DETAILED ACTION
Notice of Pre-AIA or AIA Status
The present application, filed on or after March 16, 2013, is being examined under the first inventor to file provisions of the AIA .
Response to Amendments
Applicant's amendments filed 6/10/2025 to claims 19 has been entered. Claims 19 and 29-37 remain pending and are being considered on their merits. References not included with this Office action can be found in a prior action. Any rejections of record not particularly addressed below are withdrawn in light of the claim amendments and applicant’s comments.
Claim Rejections - 35 USC § 103
In the event the determination of the status of the application as subject to AIA 35 U.S.C. 102 and 103 (or as subject to pre-AIA 35 U.S.C. 102 and 103) is incorrect, any correction of the statutory basis (i.e., changing from AIA to pre-AIA ) for the rejection will not be considered a new ground of rejection if the prior art relied upon, and the rationale supporting the rejection, would be the same under either status.
The following is a quotation of 35 U.S.C. 103 which forms the basis for all obviousness rejections set forth in this Office action:
A patent for a claimed invention may not be obtained, notwithstanding that the claimed invention is not identically disclosed as set forth in section 102, if the differences between the claimed invention and the prior art are such that the claimed invention as a whole would have been obvious before the effective filing date of the claimed invention to a person having ordinary skill in the art to which the claimed invention pertains. Patentability shall not be negated by the manner in which the invention was made.
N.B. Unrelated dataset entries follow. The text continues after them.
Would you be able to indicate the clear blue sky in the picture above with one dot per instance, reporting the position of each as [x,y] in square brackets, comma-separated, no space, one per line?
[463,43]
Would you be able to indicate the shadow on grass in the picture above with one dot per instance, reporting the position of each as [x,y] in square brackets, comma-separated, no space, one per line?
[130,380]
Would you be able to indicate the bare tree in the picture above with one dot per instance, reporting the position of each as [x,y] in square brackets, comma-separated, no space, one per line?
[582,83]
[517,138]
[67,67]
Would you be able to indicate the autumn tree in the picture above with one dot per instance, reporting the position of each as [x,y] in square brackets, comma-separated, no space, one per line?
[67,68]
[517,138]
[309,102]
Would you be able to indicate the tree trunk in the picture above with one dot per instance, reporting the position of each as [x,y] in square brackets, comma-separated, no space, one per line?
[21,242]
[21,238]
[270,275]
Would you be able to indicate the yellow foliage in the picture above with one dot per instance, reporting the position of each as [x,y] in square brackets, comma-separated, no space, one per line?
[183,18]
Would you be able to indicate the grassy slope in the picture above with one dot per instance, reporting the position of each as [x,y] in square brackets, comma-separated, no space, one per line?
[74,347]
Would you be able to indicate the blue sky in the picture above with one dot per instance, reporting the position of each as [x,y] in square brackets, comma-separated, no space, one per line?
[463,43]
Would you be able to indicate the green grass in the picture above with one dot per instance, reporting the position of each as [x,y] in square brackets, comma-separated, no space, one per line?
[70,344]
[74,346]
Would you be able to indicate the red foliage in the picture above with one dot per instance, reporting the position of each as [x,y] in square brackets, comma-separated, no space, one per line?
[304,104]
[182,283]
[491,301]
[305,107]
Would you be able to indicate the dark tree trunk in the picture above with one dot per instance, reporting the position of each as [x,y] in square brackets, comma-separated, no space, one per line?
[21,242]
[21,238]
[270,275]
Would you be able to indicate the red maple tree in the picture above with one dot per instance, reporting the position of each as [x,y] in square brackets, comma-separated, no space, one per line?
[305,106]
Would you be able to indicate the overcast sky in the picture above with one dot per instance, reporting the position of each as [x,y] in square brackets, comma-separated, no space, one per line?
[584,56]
Claims 19 and 29-37 remain rejected under 35 U.S.C. 103 as being unpatentable over Glicklis et al (2004, Biotechnol Bioeng, 20;86(6):672-80) in view of Maurel, T. (2010, Hepatocytes Methods and Protocols, MIMB, volume 640, Springer Protocols; 558 pages; 2/9/2024 IDS) and Prudencio et al (2008, Cellular Microbiology, 10(1), 218–224).
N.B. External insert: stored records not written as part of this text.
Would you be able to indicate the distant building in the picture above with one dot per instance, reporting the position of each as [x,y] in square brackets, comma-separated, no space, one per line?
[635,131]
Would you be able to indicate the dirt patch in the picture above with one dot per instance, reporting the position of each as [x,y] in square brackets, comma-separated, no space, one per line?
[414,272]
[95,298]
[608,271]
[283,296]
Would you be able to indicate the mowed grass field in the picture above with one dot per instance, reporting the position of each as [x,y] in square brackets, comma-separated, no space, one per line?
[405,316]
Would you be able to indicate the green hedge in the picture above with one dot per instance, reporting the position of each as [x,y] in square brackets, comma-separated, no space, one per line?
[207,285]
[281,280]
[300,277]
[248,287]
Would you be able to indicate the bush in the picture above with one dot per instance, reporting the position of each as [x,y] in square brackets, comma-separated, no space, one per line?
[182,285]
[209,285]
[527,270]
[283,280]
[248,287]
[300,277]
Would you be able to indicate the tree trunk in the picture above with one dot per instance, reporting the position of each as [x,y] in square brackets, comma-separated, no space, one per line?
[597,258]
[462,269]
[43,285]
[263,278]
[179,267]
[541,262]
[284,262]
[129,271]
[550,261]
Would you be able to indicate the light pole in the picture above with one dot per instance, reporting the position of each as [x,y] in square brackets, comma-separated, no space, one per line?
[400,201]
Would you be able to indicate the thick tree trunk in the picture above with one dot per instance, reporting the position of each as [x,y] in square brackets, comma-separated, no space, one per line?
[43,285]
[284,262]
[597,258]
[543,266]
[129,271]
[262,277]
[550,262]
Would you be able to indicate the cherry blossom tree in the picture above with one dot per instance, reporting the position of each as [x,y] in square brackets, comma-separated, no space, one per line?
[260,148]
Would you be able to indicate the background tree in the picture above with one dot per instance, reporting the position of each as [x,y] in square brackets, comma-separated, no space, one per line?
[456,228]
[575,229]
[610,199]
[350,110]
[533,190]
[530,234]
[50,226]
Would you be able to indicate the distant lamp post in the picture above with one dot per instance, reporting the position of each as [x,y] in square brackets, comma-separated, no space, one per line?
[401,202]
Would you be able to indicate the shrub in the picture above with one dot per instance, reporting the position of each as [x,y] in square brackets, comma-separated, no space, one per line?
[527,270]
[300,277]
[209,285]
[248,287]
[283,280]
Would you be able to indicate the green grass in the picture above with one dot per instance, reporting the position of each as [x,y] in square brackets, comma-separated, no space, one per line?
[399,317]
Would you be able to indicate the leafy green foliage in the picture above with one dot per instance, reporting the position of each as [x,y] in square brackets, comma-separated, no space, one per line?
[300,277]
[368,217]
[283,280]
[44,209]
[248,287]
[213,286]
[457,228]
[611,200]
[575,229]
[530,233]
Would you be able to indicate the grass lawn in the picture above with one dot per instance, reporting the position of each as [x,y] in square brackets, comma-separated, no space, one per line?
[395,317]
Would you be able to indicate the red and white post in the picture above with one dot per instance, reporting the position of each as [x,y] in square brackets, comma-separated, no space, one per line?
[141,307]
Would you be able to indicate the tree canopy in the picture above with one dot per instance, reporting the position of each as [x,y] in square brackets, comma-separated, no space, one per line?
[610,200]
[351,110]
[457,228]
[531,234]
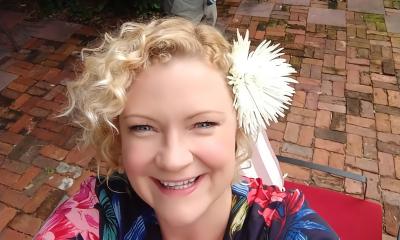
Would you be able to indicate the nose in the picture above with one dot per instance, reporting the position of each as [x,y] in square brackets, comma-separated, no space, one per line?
[174,154]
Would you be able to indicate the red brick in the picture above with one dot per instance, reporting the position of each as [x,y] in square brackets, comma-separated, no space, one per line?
[369,148]
[354,145]
[336,160]
[321,156]
[386,164]
[326,88]
[390,184]
[75,187]
[397,166]
[352,186]
[276,147]
[362,122]
[259,35]
[329,145]
[83,156]
[380,96]
[329,60]
[39,112]
[389,138]
[365,132]
[51,125]
[323,119]
[7,214]
[279,126]
[332,107]
[395,124]
[53,152]
[37,72]
[366,164]
[26,224]
[5,148]
[21,100]
[353,76]
[295,172]
[394,98]
[299,39]
[24,122]
[253,28]
[306,136]
[50,105]
[292,132]
[373,191]
[51,75]
[18,87]
[312,101]
[316,72]
[382,122]
[301,119]
[19,67]
[55,180]
[358,88]
[272,135]
[34,203]
[340,62]
[45,135]
[30,103]
[10,137]
[13,198]
[383,78]
[27,178]
[299,99]
[305,69]
[338,89]
[8,178]
[9,233]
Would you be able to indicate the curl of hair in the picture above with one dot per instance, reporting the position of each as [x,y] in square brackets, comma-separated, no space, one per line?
[98,96]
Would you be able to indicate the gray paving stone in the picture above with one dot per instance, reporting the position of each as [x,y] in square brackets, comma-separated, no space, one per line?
[54,30]
[255,9]
[330,17]
[5,79]
[392,21]
[366,6]
[297,2]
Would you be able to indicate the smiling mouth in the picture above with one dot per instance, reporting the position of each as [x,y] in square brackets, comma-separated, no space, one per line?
[178,185]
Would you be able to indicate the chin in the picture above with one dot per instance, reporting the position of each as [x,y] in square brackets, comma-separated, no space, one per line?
[181,214]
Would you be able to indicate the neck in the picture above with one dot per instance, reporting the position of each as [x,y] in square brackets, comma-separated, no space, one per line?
[211,225]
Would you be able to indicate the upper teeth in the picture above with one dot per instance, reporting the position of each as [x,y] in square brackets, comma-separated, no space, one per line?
[173,184]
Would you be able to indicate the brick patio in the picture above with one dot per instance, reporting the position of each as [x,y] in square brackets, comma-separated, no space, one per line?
[345,113]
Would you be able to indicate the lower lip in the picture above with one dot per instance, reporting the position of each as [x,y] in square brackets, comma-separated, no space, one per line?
[179,192]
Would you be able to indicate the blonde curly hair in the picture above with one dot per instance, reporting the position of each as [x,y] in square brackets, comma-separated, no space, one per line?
[98,96]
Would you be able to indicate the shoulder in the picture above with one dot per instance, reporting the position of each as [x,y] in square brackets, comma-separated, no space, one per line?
[77,217]
[285,214]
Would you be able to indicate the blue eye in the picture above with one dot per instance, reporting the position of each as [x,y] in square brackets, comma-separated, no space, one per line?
[206,124]
[141,128]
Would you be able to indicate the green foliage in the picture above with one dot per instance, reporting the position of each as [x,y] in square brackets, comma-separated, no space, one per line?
[87,9]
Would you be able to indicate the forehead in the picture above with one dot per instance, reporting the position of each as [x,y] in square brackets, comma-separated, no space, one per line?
[182,83]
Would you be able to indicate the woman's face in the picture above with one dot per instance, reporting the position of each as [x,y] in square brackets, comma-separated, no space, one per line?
[178,139]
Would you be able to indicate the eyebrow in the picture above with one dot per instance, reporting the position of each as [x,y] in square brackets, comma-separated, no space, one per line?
[187,118]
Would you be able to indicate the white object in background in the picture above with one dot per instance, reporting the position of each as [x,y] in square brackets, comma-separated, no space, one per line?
[264,165]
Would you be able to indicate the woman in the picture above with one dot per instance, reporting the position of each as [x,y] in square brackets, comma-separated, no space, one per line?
[156,103]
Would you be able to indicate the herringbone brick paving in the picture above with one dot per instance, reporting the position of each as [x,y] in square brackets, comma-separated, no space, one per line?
[345,113]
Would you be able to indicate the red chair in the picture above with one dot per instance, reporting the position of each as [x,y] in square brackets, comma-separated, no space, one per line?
[350,217]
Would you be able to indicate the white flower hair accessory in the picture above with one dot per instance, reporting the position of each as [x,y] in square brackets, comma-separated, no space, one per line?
[261,84]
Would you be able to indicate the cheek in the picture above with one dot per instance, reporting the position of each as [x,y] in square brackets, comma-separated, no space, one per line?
[217,153]
[136,156]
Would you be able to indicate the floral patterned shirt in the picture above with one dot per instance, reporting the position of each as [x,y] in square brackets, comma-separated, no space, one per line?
[258,212]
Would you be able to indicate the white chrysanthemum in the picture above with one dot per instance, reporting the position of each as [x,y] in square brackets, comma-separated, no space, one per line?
[261,84]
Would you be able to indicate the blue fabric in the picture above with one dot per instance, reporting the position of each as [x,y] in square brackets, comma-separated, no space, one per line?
[269,214]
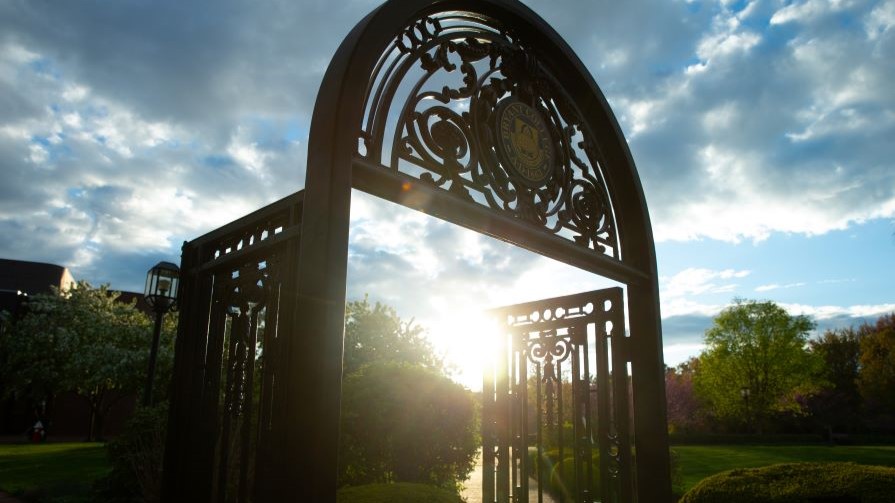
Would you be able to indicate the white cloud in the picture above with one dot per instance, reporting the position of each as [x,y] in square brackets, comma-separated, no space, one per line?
[831,311]
[775,286]
[676,291]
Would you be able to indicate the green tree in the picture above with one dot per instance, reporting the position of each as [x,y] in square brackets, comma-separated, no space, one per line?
[84,341]
[759,347]
[877,378]
[405,423]
[835,406]
[375,333]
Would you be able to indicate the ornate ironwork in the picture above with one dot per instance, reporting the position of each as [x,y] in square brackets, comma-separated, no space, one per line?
[463,104]
[224,396]
[560,385]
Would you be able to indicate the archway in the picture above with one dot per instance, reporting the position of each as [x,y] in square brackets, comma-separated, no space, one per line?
[476,112]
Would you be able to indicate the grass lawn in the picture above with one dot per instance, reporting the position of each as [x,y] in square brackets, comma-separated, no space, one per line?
[698,462]
[56,473]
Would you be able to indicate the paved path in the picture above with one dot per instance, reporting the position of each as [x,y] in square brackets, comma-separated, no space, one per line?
[472,491]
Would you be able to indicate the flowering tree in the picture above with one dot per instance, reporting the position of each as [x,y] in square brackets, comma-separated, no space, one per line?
[81,340]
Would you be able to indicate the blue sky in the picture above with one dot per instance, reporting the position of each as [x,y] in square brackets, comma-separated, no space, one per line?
[763,132]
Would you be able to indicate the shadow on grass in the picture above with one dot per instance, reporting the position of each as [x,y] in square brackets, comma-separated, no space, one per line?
[52,473]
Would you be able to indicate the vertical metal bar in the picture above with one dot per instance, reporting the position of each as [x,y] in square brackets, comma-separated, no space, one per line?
[245,450]
[540,461]
[603,412]
[228,410]
[523,370]
[211,412]
[513,419]
[620,401]
[559,426]
[588,418]
[579,460]
[653,475]
[502,416]
[184,470]
[268,371]
[488,429]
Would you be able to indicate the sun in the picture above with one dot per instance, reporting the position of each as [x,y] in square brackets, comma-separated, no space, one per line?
[466,339]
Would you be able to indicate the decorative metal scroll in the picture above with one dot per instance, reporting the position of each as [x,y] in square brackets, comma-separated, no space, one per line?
[463,104]
[224,391]
[556,411]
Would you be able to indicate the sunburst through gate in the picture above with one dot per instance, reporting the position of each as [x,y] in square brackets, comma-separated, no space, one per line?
[556,402]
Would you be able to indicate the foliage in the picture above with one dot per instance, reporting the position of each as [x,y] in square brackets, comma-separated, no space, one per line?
[797,482]
[51,473]
[877,378]
[837,403]
[558,478]
[82,340]
[759,346]
[375,333]
[686,412]
[700,461]
[403,423]
[136,458]
[396,493]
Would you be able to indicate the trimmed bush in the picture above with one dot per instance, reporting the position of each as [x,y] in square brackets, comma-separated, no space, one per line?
[798,482]
[559,479]
[401,492]
[402,423]
[136,459]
Glicklis teaches methods to make hepatocyte spheroid and a model to define the optimal spheroid size which enables maximal cell viability and hepatocellular functions (see abstract and col. 2 on page 678). Regarding claim 19, Glicklis teaches the method of making make hepatocyte spheroids comprises (a) introducing a cell suspension of hepatic cells (reads on single-cell suspension as Glisklis does not teach they are clustered) at a concentration of 5x105 cell/mL to rotating T-flasks or spinner flasks (both read on “an agitation- based culture system”) and (b) agitating the hepatic cells at a rate of 70 or 110 rpm to generate spheroids having diameters in the range of 50 to 200 micrometers (see abstract, col. 1 on page 763 and Figure 2). Regarding claim 32, Glicklis teaches the cells are agitated for periods between 1 and 2 weeks (see abstract, col. 1 on page 763 and Figure 2). Regarding claim 32, Glicklis teaches the cells are agitated for periods between 1 and 2 weeks (see abstract, col. 1 on page 763 and Figure 2). Regarding claim 35 and 36, Glicklis teaches the spheroids can be further assayed in 96-well plates (see col. 2 on page 763).
Glicklis does not teach the cells are a hepatic cell line that have been previously expanded in 2D culture, incubating the spheroids with a ratio of Plasmodium vivax or Plasmodium berghei with agitation for 2 hours, or in a Glicklis’ 96-well plate, or centrifugation, or that the pathogen is a reporter strain.
Regarding claim 19, Maurel teaches a method of making bioartificial liver model systems include forming aggregates of hepatocytes, and that these cell-containing spheres may then be utilized in bioreactors comprising rotary systems mimicking microgravity (see paragraph spanning pages 514-515). Regarding claim 19, Maurel teaches primary hepatocytes and hepatoma cell lines represent valuable models to investigate Plasmodium vivax infection and development and to evaluate drug candidates that may interfere with these processes, and that infection with P. vivax has demonstrated (see section 6.2 on page 29). Regarding claims 19 and 31, Maurel teaches the previously culture expanded human hepatoma cell line HepaRG cells, has advantages over primary hepatocytes (see pages 4-5). Regarding claims 19, 29-30 and 33-36, Maurel teaches there are limitations with infection efficiency, but that protocols can be optimized to increase infection efficiency (see pages 26-30). Regarding claims 19 and 37, Maurel teaches genetic manipulation of the pathogen has allowed marked progress in the understanding of hepatocyte infection, and that pathogens expressing the green fluorescent protein are used to determine infection efficiency and separate infected cells (reads on “reporter strain”) (see section 6.2 on page 29).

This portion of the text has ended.